How do AI voice agents work?

AI voice agents use a three-stage pipeline: speech-to-text (STT) converts audio to text, an LLM processes the text and generates a response, and text-to-speech (TTS) converts the response back to audio. Production systems stream all three stages simultaneously to achieve sub-500ms response times.

What latency do AI voice agents need?

Production voice agents need sub-500ms end-to-end response time for natural conversation flow. Anything above 800ms causes users to talk over the AI, derailing conversations and dropping completion rates. Achieving this requires a streaming pipeline and careful turn-taking detection.

What are the biggest challenges in building voice AI?

The three biggest challenges are latency optimization across the STT-LLM-TTS pipeline, barge-in detection (handling when users interrupt the AI mid-sentence), and natural turn-taking management. Users speak more directly and less patiently to AI, requiring thorough edge case handling.

How much does it cost to run an AI voice agent?

Total cost is $0.05-0.25 per minute, or $0.25-1.50 for a typical 5-minute call. This includes STT ($0.005-0.02/min), LLM inference ($0.01-0.10/call), TTS ($0.01-0.05/min), and telephony ($0.01-0.05/min). Compare to $1-3 per minute for human agents.

Operations & Automation

AI Voice Agents: When to Build and When to Skip

By Ashit VoraMarch 14, 20267 min

What Matters

-Production voice AI requires a streaming pipeline processing STT, LLM inference, and TTS simultaneously to achieve sub-500ms response times.
-The STT-to-TTS pipeline has three latency bottlenecks: speech-to-text transcription, LLM reasoning, and text-to-speech synthesis - each must be optimized independently.
-Users tolerate up to 800ms of silence before conversations feel unnatural; above that, completion rates drop significantly.
-Handling interruptions (barge-in detection) and turn-taking naturally are harder engineering problems than the core speech pipeline.

AI voice agents handle phone calls, voice commands, and spoken interactions autonomously.

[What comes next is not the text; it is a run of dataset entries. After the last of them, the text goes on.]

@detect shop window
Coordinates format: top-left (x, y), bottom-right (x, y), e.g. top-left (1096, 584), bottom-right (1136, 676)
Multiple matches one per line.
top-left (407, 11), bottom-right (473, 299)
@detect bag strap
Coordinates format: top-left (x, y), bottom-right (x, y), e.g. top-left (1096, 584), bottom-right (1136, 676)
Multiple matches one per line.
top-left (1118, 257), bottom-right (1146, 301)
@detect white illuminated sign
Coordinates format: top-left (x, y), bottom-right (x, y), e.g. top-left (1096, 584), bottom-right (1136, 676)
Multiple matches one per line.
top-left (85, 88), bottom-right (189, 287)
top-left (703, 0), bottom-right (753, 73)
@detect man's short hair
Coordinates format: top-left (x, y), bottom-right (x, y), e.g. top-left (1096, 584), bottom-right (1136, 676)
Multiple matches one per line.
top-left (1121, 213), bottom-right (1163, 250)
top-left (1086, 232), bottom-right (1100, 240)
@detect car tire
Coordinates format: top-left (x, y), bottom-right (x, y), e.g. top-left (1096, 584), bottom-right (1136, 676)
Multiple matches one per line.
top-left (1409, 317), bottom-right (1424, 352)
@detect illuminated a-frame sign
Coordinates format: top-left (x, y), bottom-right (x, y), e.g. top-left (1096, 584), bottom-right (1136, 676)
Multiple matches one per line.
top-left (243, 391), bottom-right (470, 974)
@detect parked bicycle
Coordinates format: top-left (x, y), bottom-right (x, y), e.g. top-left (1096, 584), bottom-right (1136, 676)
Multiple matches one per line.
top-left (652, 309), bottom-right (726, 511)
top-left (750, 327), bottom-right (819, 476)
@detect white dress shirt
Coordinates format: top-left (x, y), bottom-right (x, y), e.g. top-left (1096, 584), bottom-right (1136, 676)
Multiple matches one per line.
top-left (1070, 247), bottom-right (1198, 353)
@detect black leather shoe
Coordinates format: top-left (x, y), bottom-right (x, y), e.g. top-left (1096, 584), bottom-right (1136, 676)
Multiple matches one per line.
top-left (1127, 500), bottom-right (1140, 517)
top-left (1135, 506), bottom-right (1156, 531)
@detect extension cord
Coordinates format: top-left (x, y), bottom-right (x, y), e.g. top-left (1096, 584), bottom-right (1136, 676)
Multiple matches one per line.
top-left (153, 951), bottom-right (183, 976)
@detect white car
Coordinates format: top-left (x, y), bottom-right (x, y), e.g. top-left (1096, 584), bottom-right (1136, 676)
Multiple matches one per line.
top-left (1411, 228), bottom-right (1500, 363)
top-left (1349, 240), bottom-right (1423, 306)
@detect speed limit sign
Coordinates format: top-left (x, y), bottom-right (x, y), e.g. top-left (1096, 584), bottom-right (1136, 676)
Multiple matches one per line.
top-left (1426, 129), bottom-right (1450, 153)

Unlike text-based AI agents that process typed input, voice agents add two demanding constraints: sub-second latency and natural-sounding speech. Get either wrong and the conversation feels broken.

TL;DR

AI voice agents use a three-stage pipeline: speech-to-text (STT), LLM reasoning, and text-to-speech (TTS). The total round-trip must stay under 800ms to feel natural. Current top-performing systems achieve 400-600ms. The biggest technical challenges are reducing latency at each stage, handling interruptions (barge-in), and managing turn-taking. Voice AI is production-ready for structured conversations (appointment booking, order status) but still struggles with open-ended, emotionally complex calls.

Voice Agent Pipeline

Stage 1: Speech-to-Text (STT)

Audio is captured and converted to text using streaming providers like Deepgram (100-200ms), Google Speech-to-Text, or Whisper.

100-300ms

Stage 2: LLM Reasoning

Transcribed text goes to the LLM, which generates a response based on conversation context, tools, and instructions. Streaming starts sending to TTS as first tokens arrive.

200-500ms

Stage 3: Text-to-Speech (TTS)

LLM response is converted to natural-sounding speech using ElevenLabs (highest quality), Cartesia (low latency), or PlayHT. Audio streams as sentences are generated.

100-200ms

The Voice Pipeline

Every voice agent follows the same three-stage pipeline:

Stage 1: Speech-to-Text (STT)

The user speaks. The audio is captured and converted to text. This stage takes 100-300ms depending on the provider and whether you use streaming.

Key providers: Deepgram (fastest, 100-200ms streaming), Google Speech-to-Text, Azure Speech Services, AssemblyAI, Whisper (open source, higher latency).

Optimization: Use streaming STT. Instead of waiting for the user to finish speaking, process audio in chunks as it arrives. Deepgram's streaming API starts returning partial transcripts within 100ms.

Stage 2: LLM Reasoning

The transcribed text goes to the LLM. The LLM generates a response based on the conversation context, tools, and instructions. This is the slowest stage - typically 200-500ms for the first tokens.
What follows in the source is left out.